# R/C jaw tutorial/diy suggestions please!



## bentneedle (Sep 6, 2010)

Hey guys! I could really use your help and know how for this one.

I'm mashing a few ideas together and was looking for a tutorial for rigging a servo up to a mouth/jaw mechanism that can be controlled by a remote control. I'm lookng specifically for a self powered ( battery powered) mechanism to operate a mouth on a head that I've made of lightweight materials that I can sync up with either random music or improv from a microphone. There are a lot of tutorials for sound activated controllers, but a little over involved for what I need to do.

I hope I'm clear enough. I'll provide a picture of what I'm planning to help out.

Thanks so much in advance guys and gals!


----------



## BioHazardCustoms (Aug 5, 2009)

We built a 17ft. zombie a few years ago that worked off of a remote control servo system for an RC airplane. You can find them at hobby shops or in RC magazines. Most run off of battery packs.


----------



## JeffHaas (Sep 7, 2010)

Take a look at the Scary Terry board that Cowlacious sells:
http://cowlacious.mybigcommerce.com/products/Scary-Terry-Audio-Servo-Driver-Board-%2d-ST400.html

This board allows you to make a skull that talks by moving its jaw in sync to audio. I think with some tinkering you can use it with what someone says through a mike.

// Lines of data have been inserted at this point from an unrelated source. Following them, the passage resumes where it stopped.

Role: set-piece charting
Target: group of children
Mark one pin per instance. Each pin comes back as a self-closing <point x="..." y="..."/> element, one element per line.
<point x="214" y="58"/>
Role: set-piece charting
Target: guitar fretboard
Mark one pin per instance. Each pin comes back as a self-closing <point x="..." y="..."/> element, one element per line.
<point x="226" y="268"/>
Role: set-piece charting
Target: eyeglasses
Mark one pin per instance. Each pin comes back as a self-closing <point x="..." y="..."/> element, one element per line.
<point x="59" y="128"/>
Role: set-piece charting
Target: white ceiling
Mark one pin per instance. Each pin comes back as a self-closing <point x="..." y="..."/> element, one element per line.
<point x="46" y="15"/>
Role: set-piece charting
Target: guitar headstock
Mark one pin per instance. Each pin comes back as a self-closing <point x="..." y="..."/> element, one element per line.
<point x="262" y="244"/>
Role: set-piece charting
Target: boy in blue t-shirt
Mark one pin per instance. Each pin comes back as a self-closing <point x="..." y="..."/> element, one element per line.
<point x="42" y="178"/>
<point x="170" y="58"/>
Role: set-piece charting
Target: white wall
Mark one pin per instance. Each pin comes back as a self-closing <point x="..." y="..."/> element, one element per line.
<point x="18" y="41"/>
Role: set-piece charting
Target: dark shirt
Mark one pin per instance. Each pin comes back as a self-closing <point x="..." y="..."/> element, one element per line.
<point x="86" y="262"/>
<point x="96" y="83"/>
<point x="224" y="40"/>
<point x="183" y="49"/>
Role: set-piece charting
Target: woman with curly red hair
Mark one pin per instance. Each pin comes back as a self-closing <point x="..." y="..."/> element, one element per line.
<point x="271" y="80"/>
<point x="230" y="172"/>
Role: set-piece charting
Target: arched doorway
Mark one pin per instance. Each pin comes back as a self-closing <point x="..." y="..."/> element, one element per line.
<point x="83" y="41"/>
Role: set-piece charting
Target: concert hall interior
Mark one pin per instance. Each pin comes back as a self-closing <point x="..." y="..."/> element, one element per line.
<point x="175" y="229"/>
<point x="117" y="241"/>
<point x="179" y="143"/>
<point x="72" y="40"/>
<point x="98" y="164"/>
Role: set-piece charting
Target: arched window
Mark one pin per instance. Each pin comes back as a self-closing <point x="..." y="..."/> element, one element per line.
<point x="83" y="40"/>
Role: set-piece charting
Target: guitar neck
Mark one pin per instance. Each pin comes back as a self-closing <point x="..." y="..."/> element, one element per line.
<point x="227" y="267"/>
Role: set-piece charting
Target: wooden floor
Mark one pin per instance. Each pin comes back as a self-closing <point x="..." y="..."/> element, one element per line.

Here's a link to a video that shows how one guy has fine-tuned the board to work for him, it may be helpful to see what's possible:


----------



## HomeyDaClown (Oct 3, 2009)

You could use the Scary Terry audio servo board and a simple FM wireless transmitter to send audio to a small radio mounted inside the skull cap.
You could parallel off the radio's speaker connections to drive the servo board to give you control and sound from inside the skull.


----------



## bentneedle (Sep 6, 2010)

Thanks everyone! These are all great links and ideas....i'm probably going to mash them together and use what I can find around here.


----------